A bill currently under review by the Massachusetts House would allow the Northborough-based Wegmans to serve alcoholic beverages on-premises, in addition to selling packaged alcohol to go. The New York-based chain, known for its large cafes, opened the Northborough, Massachusetts location in 2011.
“We just want our customers eating in our café to, if they want to, order a glass of wine or beer or margarita with their meal,” says Wegmans spokesperson Jo Natale.
“Our model is unique because we have a much larger restaurant operation than most retailers. We’re not out to hurt anyone’s business,” says Natale. She says the Northborough location’s café seats 300 people. Wegmans is opening two more Massachusetts locations in 2014, in Newton and Burlington.
But some Massachusetts-based small business advocates and owners say the move could hurt independent liquor stores and restaurants.
“Wegmans is a huge national corporation coming into this market and asking for an extraordinary privilege. No restaurant has that right, no liquor store has that right and no supermarket stakeholder here has that right,” says Restaurant and Business Alliance President Dave Andelman. The RABA released a statement last week opposing the bill.
Andelman says the bill, if passed, could burn Bay State restaurant owners (the meals tax is 7% in the state of Massachusetts).
“Restaurants really have been hit with a perfect storm of negative conditions in the middle of a recession. The meals tax was raised from 5% to 7%, and a lot of restaurants taking credit cards pay 3% in processing fees.

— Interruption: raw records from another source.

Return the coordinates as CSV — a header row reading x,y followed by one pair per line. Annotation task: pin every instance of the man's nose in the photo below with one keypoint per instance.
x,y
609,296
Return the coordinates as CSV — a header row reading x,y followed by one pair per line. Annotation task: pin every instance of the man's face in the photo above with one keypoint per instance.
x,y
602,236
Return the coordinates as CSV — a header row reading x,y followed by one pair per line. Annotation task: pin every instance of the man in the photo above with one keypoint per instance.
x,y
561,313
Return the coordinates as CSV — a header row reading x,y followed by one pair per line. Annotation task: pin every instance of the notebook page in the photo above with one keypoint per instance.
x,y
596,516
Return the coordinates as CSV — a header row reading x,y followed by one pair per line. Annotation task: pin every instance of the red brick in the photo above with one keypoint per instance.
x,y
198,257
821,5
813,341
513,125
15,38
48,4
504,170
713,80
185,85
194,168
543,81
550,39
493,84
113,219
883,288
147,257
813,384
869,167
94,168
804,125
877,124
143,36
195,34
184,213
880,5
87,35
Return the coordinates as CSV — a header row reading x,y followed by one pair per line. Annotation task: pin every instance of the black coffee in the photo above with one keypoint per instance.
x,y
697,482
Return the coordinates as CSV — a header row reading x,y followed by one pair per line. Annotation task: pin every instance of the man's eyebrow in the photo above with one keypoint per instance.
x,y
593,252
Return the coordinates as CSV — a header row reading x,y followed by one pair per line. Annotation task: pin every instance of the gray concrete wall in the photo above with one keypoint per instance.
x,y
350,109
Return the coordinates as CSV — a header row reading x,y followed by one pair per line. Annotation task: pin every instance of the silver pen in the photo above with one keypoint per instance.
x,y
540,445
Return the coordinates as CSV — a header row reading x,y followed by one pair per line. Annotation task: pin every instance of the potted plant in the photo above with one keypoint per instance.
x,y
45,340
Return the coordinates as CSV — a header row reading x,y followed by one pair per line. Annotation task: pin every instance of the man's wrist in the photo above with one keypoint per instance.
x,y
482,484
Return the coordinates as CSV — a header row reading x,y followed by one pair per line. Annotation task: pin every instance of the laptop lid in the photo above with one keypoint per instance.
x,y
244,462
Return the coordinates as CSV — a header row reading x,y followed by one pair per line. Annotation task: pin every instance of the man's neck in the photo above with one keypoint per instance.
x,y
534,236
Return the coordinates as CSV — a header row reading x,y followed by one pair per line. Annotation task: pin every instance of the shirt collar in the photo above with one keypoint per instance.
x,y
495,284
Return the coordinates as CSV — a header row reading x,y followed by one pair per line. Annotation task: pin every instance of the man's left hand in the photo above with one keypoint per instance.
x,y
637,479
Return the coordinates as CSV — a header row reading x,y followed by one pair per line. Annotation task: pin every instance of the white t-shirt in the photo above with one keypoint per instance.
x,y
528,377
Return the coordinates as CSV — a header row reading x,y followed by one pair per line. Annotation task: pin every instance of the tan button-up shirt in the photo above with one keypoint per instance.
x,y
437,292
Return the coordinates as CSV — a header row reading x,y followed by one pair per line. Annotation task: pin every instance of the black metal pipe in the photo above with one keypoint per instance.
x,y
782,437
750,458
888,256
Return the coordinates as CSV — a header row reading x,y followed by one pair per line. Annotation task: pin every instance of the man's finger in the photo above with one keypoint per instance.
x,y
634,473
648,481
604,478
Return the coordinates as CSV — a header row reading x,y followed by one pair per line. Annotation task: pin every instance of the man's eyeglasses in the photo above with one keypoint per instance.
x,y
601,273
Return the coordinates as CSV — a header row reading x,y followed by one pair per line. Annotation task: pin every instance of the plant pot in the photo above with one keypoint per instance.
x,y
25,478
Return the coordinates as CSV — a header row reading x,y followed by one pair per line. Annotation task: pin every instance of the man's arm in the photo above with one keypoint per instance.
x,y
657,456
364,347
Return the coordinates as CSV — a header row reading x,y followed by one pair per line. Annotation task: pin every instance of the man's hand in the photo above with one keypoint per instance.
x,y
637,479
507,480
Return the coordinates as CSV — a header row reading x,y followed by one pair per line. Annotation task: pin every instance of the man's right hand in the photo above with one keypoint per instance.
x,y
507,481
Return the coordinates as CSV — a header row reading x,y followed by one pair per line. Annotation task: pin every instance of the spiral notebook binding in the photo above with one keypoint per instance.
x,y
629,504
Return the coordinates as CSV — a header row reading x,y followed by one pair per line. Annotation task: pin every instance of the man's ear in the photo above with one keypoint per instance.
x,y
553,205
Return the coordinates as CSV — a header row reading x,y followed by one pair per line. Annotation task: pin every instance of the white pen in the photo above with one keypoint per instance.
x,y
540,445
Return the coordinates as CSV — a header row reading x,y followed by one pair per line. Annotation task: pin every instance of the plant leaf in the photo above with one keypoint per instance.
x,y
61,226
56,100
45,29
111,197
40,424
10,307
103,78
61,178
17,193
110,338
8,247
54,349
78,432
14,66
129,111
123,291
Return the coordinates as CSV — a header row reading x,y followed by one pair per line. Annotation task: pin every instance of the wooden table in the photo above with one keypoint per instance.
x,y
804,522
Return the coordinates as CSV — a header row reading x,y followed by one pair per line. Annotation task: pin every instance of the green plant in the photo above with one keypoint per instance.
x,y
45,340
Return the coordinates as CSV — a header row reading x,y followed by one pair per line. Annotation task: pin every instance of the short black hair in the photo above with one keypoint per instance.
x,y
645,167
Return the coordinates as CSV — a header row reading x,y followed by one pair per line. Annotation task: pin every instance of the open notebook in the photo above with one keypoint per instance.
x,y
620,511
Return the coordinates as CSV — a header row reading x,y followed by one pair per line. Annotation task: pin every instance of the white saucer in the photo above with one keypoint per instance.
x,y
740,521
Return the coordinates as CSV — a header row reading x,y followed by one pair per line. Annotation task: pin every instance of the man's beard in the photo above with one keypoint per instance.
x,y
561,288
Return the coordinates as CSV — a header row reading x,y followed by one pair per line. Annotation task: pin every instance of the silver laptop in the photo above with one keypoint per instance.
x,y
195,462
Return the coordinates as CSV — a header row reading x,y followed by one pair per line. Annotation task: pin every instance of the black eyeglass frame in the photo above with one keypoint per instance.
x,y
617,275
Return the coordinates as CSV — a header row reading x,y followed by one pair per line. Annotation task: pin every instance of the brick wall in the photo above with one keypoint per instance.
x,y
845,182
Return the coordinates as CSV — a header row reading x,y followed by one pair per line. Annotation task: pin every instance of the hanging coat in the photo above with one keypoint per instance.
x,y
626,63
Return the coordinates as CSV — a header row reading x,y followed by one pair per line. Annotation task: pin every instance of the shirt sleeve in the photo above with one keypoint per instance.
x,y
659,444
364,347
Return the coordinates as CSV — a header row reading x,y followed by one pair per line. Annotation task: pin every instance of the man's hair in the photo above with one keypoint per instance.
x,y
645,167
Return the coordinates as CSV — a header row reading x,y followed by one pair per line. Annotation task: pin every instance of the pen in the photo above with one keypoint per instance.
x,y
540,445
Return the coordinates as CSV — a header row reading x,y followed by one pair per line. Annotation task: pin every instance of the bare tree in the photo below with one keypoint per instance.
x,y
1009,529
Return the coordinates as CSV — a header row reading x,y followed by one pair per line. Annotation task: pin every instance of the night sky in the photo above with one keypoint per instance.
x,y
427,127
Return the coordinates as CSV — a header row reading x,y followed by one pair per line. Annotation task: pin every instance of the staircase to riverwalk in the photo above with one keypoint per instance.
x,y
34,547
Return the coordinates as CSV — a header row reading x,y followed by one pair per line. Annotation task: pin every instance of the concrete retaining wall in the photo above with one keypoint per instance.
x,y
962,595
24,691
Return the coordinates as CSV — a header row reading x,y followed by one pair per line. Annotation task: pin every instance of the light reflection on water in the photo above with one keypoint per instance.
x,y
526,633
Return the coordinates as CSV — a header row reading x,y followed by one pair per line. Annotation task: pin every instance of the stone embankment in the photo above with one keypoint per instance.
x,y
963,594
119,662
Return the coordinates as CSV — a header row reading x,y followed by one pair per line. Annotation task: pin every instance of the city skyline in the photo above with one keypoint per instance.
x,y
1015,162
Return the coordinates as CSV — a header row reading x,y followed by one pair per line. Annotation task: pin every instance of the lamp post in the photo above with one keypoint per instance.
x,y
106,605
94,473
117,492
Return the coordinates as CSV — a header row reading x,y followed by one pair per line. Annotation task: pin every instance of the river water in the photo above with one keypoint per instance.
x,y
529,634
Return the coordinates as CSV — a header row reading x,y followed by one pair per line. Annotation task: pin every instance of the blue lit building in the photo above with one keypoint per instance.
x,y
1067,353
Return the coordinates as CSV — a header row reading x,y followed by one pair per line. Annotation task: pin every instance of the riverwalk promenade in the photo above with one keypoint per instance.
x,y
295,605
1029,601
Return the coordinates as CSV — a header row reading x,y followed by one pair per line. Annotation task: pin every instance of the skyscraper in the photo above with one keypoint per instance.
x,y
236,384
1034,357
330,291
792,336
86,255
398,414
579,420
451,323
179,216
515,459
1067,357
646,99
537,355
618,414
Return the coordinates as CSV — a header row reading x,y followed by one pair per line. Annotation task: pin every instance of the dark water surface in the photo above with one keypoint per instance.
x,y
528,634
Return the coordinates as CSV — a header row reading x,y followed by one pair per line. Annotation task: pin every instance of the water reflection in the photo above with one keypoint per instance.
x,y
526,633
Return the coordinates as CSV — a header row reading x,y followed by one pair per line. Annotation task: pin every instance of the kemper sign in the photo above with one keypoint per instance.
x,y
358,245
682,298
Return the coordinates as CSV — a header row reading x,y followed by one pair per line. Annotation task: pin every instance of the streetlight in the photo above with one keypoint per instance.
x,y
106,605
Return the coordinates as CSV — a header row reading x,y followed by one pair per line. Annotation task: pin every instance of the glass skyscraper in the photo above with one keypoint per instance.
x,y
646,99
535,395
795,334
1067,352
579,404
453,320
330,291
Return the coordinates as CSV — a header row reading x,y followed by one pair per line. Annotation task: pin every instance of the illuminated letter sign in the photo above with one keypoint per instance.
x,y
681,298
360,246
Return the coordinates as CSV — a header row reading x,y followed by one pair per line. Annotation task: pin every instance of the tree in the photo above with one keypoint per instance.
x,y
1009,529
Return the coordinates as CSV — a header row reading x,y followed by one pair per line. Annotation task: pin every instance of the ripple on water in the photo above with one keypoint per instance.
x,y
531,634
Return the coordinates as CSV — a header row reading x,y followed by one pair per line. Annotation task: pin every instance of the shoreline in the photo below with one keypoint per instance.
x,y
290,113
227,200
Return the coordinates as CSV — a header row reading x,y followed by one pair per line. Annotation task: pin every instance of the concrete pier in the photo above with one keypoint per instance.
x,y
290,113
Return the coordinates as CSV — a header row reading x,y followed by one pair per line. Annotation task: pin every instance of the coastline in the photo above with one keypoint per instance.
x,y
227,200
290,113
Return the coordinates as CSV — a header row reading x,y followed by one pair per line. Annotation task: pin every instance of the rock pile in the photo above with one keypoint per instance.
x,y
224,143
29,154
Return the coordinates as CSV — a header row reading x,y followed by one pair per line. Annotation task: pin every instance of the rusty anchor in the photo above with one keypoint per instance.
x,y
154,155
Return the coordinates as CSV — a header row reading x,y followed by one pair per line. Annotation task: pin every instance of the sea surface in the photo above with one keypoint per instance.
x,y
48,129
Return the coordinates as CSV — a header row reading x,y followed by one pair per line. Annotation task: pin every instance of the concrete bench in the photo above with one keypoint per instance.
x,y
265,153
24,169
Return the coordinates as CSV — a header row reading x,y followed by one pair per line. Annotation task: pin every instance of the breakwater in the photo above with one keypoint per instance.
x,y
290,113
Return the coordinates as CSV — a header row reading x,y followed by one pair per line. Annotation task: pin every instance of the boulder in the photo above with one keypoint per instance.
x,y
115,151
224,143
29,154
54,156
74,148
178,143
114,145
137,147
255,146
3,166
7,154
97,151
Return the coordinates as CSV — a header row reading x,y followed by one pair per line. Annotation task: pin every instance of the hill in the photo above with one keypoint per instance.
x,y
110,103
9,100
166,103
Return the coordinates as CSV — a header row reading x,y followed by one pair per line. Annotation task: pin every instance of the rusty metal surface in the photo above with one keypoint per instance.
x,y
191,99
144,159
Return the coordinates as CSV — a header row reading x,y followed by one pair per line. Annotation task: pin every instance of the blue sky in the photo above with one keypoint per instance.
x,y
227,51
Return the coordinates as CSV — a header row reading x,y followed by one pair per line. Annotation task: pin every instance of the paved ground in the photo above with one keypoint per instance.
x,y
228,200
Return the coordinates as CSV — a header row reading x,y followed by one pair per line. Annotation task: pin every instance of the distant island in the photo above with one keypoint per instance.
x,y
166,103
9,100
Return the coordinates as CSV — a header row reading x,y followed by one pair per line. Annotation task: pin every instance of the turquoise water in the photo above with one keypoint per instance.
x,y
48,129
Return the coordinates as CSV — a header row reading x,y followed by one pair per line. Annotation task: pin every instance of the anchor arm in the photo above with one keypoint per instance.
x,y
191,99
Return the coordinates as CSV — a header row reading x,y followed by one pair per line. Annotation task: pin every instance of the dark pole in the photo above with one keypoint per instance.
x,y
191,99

They’re already losing 10% off the top,” says Andelman.
Some local entrepreneurs share the concerns.
“Of course it will have an effect on my business and restaurants,” says Victor Fayad, owner of nearby Westborough’s DiVine Wine and Spirits. “People are looking to save a penny – times are tough. They’ll drive an extra mile to save a couple of dollars."
Fayad says he feels brushed under the rug by state lawmakers.
“The state needs money. They don’t care about small business,” he says.
Others find fault in the principle of the matter – changing the rules for a big corporation.
“The whole problem over the years is that big businesses [and] big chains come into town and get anything they want,” says Tony Tomaiolo, owner of Northborough restaurant AJ Tomaiolos.
Though Tomaiolo says his restaurant will be able to hold its own if Wegmans starts serving adult beverages.
“If people want good dining and a good cocktail, they’re not going to go to a chain that’s just alright … We do a better job with quality wines and we pour really good drinks,” says Tomaiolo.
Westborough restaurant owner Joe Antonio, of JP’s Restaurant and Pub, seconds the sentiment.
“I don’t think it will make that big of a difference … but every other liquor license affects the business,” says Antonio. “It used to be one per thousand, and you had to buy [a liquor license] … I don’t like that they can create new licenses.”